Great Bend’s third graders were given a taste of life in the olden days on Wednesday. More than 200 children spent the day at the Barton County Historical Society Village and Museum.
Beverly Komarek, executive director of the museum, said Pioneer Day is an annual event, with only third graders and adult volunteers invited.
“We bring in every volunteer we can find,” she said. Tricia Reiser, principal at Eisenhower Elementary School, also coordinates a team of adult sponsors to make sure the trip is a safe and pleasant one.
Third graders especially enjoy hands-on education, so some of their favorite activities at Pioneer Day include washing clothes in a hand-operated washing machine. Volunteer Rita Brack showed them how to agitate the water and then run the wet clothing through a wringer.
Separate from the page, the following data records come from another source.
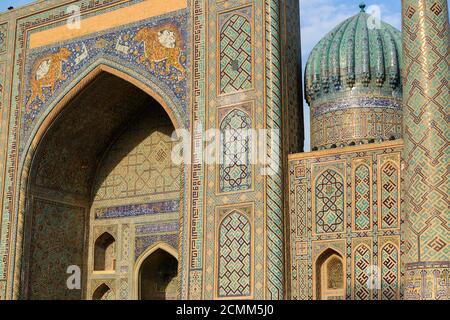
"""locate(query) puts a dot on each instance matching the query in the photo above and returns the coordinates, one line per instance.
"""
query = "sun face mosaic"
(87, 144)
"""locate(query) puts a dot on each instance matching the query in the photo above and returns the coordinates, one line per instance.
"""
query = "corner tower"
(352, 84)
(427, 150)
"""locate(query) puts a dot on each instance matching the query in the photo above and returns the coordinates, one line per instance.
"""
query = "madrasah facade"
(92, 91)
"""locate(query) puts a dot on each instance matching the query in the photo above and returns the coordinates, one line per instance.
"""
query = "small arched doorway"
(103, 292)
(104, 253)
(157, 275)
(63, 181)
(330, 276)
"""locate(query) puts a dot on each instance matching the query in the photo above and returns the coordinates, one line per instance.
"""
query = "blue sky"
(318, 17)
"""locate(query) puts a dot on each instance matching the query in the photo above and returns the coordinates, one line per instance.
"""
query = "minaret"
(426, 101)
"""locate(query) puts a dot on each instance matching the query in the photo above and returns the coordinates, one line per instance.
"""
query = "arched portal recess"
(157, 274)
(330, 276)
(66, 173)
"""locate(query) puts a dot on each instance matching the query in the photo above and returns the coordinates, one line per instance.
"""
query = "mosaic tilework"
(235, 150)
(426, 47)
(351, 125)
(12, 226)
(352, 83)
(360, 248)
(2, 83)
(193, 241)
(362, 203)
(143, 168)
(389, 263)
(149, 234)
(53, 68)
(362, 262)
(236, 65)
(274, 191)
(329, 204)
(234, 256)
(390, 179)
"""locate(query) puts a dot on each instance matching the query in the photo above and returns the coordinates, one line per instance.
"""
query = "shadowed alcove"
(67, 172)
(158, 277)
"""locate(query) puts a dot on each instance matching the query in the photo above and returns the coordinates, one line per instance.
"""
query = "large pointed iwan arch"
(45, 122)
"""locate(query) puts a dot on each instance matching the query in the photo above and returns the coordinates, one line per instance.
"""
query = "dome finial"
(362, 6)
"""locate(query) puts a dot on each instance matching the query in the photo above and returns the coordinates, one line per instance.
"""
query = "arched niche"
(330, 276)
(156, 274)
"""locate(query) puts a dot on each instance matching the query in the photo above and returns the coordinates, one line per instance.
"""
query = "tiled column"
(426, 101)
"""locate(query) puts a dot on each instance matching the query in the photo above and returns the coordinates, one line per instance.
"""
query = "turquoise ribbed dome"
(356, 66)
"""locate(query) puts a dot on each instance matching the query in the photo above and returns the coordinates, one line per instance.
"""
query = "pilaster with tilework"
(426, 103)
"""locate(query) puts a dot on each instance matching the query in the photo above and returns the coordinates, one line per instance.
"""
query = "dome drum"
(353, 85)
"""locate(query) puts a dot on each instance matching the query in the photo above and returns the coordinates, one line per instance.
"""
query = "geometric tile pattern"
(234, 256)
(352, 84)
(390, 180)
(274, 122)
(426, 47)
(356, 123)
(236, 55)
(362, 198)
(57, 243)
(330, 202)
(235, 143)
(389, 272)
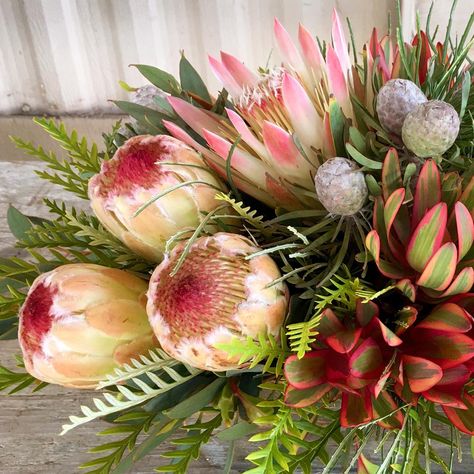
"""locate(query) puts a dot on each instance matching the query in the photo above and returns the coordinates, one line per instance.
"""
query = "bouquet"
(288, 263)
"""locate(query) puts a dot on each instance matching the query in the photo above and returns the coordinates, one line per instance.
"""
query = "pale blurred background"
(65, 58)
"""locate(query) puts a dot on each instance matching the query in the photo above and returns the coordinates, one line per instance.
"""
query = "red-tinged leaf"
(428, 191)
(407, 288)
(465, 229)
(364, 466)
(356, 410)
(448, 317)
(451, 189)
(404, 392)
(307, 372)
(391, 174)
(440, 270)
(391, 208)
(302, 398)
(389, 336)
(281, 146)
(445, 349)
(466, 301)
(366, 362)
(405, 319)
(379, 224)
(427, 237)
(421, 374)
(329, 323)
(462, 283)
(467, 197)
(390, 270)
(329, 147)
(344, 341)
(365, 312)
(463, 420)
(445, 396)
(383, 405)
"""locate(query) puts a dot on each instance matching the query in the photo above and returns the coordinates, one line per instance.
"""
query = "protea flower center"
(216, 294)
(264, 100)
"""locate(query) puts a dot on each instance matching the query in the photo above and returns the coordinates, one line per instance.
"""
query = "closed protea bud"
(81, 321)
(341, 187)
(396, 99)
(216, 294)
(431, 128)
(141, 169)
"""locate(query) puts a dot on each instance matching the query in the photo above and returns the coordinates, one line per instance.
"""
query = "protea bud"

Each third grader washed an item, then took his or her laundry to a clothesline where Yvonne Hokr helped to hang the item up to dry, using wooden clothespins.
“The children really like to do these things,” Komarek said.
Inside the historic St. Paul’s Lutheran Church on the village grounds, students sat in pews and sang songs like “Peace Like a River.”
Inside the Red Barn, children sat on benches as Joe Boley showed them handy gadgets that pre-dated electricity, such as a cherry pitter and an apple corer.
But none of the children had to sit still for long. There were old-fashioned games, such as tug of war or gunny sack races. Another popular attraction at the village is the “jail,” which is more of a jungle gym and photo prop than a true historic artifact.
The historical village has its share of authentic buildings, including an AT&SF Railroad Depot from Belpre and a one-room school house from School District No. 50, which was originally located about 3.5 miles south of the village.
Komarek said Pioneer Day helps children appreciate their heritage. One day, she added, the preservation of that heritage will be in their hands.